The film was originally produced in 1988 under the title "Snow White in the Land of Doom." Disney sued, fearing consumers would mistake it for a direct sequel to Snow White and the Seven Dwarfs (1937). It prompted a title change and several drastic alterations to the film's content.
In 1990, the cosmetics company L'Oreal, which had just purchased what was left of Filmation, licensed the movie to First National Film Corporation for a June theatrical release. A dispute between the two companies, however, would delay its public exhibition for another three years.
Three years before opening, the film was test-marketed in the Long Island market as "Snow White: Happily Ever After". The test was unsuccessful and the film remained on the shelf before being reissued under its current title.

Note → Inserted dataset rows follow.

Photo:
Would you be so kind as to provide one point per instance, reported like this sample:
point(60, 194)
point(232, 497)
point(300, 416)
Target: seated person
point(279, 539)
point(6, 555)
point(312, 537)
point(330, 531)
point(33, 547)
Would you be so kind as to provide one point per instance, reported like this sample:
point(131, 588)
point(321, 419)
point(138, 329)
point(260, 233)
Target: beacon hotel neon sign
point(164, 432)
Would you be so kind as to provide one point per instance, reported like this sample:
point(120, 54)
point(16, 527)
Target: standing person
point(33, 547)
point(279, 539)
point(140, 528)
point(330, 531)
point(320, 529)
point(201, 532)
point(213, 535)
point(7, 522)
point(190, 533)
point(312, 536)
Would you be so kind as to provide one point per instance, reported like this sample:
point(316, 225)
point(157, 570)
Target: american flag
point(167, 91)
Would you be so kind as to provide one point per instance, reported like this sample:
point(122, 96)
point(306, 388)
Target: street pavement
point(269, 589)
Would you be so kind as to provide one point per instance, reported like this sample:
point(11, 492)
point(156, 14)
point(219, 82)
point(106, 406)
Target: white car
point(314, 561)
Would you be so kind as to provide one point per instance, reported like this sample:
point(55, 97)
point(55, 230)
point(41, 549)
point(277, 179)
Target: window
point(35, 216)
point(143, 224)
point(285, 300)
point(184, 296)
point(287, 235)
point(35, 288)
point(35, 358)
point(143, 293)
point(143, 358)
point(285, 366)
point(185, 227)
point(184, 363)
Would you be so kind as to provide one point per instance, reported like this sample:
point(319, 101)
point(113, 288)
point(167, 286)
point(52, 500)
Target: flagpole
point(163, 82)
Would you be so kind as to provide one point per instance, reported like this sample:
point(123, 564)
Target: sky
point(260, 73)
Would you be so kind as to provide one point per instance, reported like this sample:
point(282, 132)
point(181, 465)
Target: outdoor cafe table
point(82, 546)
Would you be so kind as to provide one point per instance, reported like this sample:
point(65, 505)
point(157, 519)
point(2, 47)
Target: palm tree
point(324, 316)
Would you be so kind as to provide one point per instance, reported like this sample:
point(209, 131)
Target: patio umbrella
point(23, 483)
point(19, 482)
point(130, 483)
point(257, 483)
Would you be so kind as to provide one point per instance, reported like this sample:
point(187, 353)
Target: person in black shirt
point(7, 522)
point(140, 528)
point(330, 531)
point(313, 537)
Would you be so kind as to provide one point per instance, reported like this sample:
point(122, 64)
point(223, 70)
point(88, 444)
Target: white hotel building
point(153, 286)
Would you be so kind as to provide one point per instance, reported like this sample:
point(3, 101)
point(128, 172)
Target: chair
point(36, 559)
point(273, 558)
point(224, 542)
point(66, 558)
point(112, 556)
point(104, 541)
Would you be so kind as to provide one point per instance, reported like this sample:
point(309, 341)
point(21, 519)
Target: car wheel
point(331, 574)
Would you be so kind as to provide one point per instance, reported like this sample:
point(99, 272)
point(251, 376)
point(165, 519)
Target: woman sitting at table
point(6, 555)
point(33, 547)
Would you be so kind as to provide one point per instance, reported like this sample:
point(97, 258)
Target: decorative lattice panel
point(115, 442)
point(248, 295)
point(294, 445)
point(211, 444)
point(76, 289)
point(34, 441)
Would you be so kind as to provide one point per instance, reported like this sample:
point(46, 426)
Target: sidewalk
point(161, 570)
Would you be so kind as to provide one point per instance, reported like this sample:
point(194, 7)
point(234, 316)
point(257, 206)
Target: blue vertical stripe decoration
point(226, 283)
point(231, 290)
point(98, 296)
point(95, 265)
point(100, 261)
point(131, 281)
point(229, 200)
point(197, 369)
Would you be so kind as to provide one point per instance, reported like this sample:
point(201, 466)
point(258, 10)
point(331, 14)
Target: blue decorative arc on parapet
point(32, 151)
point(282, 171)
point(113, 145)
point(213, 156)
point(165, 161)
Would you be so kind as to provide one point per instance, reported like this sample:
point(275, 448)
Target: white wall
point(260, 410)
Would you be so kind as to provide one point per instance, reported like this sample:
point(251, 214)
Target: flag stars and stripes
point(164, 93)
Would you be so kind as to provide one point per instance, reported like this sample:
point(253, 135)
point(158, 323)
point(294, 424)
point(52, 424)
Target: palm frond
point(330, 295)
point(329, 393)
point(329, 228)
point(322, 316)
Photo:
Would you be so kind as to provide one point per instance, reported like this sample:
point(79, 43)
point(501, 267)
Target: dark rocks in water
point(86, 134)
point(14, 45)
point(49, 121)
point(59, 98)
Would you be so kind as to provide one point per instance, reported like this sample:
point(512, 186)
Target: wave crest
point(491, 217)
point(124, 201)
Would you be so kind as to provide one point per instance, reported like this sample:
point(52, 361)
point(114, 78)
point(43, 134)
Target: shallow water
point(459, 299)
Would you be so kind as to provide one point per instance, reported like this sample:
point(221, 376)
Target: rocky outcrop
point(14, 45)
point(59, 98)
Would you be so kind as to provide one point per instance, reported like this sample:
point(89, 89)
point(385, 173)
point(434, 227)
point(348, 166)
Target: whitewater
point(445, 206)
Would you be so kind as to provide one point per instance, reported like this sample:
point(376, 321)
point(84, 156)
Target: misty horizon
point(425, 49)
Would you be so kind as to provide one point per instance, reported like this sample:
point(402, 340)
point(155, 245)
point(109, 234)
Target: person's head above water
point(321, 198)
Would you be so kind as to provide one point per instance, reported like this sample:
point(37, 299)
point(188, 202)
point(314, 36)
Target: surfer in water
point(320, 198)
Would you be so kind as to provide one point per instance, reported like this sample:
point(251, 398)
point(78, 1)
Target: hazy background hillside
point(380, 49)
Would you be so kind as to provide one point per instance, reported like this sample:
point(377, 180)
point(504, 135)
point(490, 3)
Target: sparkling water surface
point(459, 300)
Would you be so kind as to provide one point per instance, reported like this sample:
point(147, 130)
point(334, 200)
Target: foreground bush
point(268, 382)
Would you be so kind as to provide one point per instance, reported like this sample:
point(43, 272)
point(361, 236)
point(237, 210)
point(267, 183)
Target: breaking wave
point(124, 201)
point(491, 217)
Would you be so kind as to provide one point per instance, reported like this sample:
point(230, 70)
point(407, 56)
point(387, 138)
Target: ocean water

In early 1985, Filmation announced plans to produce a series of 13 animated films under the umbrella title of "Filmation's New Classics Collection." They were to be feature-length stories to be distributed in theaters, on video and then sold for television broadcast and possible spin-off series. The titles were: "The New Adventures of Pinnocchio", "Snow White and the Seven Dwarfelles", "The Challenge of Cinderella", "Time Machine II: The Man Who Saved the Future", "Bambi: Prince of the Forest". "20 Million Leagues Across the Universe", "Frankenstein Lives Again!", "The Further Adventures of Gulliver", "The son of Sleeping Beauty", "L. Frank Baum's The Life and Adventures of Santa Claus", "The Continuing Adventures of the Jungle Book", "New Tales of Arabian Nights" and "Alice Returns to Wonderland". The Walt Disney company sued Filmation before production had even started for proposing to make sequels to their classic films and in the end, only the first two titles saw production, as Pinocchio and the Emperor of the Night (1987) and Happily Ever After.
The video went on moratorium 25 October 1996.